HAKARI-Bench

NanoRARb / NanoAlphaNLI

Overview

NanoAlphaNLI is an English reasoning-as-retrieval task from NanoRARb. It recasts AlphaNLI abductive commonsense reasoning as retrieval: the query contains the beginning and ending observations of a short story, and the retriever must find the missing explanatory event from a large answer pool. Each query has one positive answer. Dense retrieval is much stronger than BM25 because the correct hypothesis is often causally plausible rather than lexically obvious, while the hybrid pool improves coverage but trails dense top-rank quality.

Details

What the Original Data Measures

RAR-b converts reasoning tasks into full answer retrieval. AlphaNLI originates from the Abductive Commonsense Reasoning task, where a system selects the most plausible hypothesis connecting two observations. The retrieval version tests whether that missing event can be found among many short candidate explanations.

The task measures narrative and causal plausibility. A relevant document is not a source passage; it is the best explanatory bridge between a story's start and end.

Observed Data Profile

The Nano split contains 200 queries, 10,000 documents, and 200 positive qrel rows. Each query has exactly one positive. Queries average 103.79 characters, and candidate explanations average 43.84 characters.

Queries are formatted with Start: and End: fields. Examples include moving away from New York, tripping over untied shoelaces, wanting a game at Target, disliking karate class, and winning a spelling bee after practice. Candidate documents are short story middle events.

BM25 Evaluation Profile

The BM25 candidate subset uses top-500 candidates and reaches nDCG@10 of 0.3288, hit@10 of 0.4650, and recall@100 of 0.6750. BM25 is moderately useful because the correct hypothesis may repeat characters, places, or objects from the observations.

However, lexical overlap is not enough. Many wrong candidates mention the same people or objects but do not explain the ending. The task requires identifying the event that makes the transition plausible.

Dense Evaluation Profile

The dense candidate subset from harrier_oss_v1_270m uses top-500 candidates and reaches nDCG@10 of 0.5898, hit@10 of 0.7900, and recall@100 of 0.9150. Dense retrieval is much stronger than BM25 across all metrics. Embedding similarity captures narrative continuity and causal relationships better than exact word matching.

This is the strongest standalone profile. It suggests that AlphaNLI is well suited to semantic retrieval, although ranking the single best explanation among many plausible short events remains nontrivial.

Reranking Hybrid Evaluation Profile

The reranking_hybrid subset uses top-100 candidates, with 21 rows receiving the optional rank-101 safeguard. It reaches nDCG@10 of 0.4777, hit@10 of 0.6500, and recall@100 of 0.8950. Hybrid retrieval improves over BM25 and nearly matches dense recall@100, but it is weaker than dense retrieval at top-rank ordering.

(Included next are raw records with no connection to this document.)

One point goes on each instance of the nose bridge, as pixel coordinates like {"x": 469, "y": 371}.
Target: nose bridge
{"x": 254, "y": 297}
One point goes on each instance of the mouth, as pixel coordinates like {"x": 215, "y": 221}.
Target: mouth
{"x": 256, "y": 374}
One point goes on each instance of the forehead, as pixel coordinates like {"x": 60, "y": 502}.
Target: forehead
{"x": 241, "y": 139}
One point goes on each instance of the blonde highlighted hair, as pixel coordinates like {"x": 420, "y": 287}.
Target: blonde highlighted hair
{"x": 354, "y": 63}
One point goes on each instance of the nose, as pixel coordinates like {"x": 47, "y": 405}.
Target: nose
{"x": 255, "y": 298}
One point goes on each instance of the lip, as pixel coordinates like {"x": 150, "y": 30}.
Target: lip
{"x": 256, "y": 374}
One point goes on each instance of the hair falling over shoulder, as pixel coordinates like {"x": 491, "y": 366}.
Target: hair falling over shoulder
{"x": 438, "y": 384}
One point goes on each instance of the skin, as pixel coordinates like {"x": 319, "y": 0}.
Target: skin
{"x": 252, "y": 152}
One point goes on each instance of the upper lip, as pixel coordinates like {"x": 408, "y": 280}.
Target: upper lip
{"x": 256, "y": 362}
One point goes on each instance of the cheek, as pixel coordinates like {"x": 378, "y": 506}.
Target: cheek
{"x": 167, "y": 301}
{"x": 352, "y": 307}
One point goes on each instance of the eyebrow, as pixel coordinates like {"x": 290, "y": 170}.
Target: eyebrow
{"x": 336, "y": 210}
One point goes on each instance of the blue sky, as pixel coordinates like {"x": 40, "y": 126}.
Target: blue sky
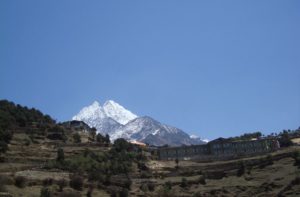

The pattern indicates that lexical overlap adds coverage but can pull in distractors that mention the same story entities. Dense retrieval remains the better first-stage ranker, while hybrid retrieval can be useful for reranking coverage.

Metric Interpretation for Model Researchers

With one positive per query, nDCG@10 reflects how early the correct missing event appears, hit@10 measures whether it is in the first ten candidates, and recall@100 measures whether a reranker can access it.

For AlphaNLI, dense retrieval is the baseline to beat. Improvements should focus on abductive plausibility and causal story coherence, not only entity overlap.

Query and Relevance Type Tendencies

Queries provide two observations: a starting situation and an ending outcome. Relevant documents are short hypotheses that explain the transition. They often involve a decision, accident, emotional response, preparation, or discovery.

Relevance is explanatory. A candidate can share a character or object with the query and still be wrong if it does not make the ending plausible.

Representative Failure Modes

Common failures include choosing an event that repeats query entities but does not explain the end, selecting a plausible event with the wrong emotional consequence, failing to infer a causal accident, and confusing preparation with outcome. BM25 overweights repeated names; dense retrieval can rank generic plausible events above the exact story bridge.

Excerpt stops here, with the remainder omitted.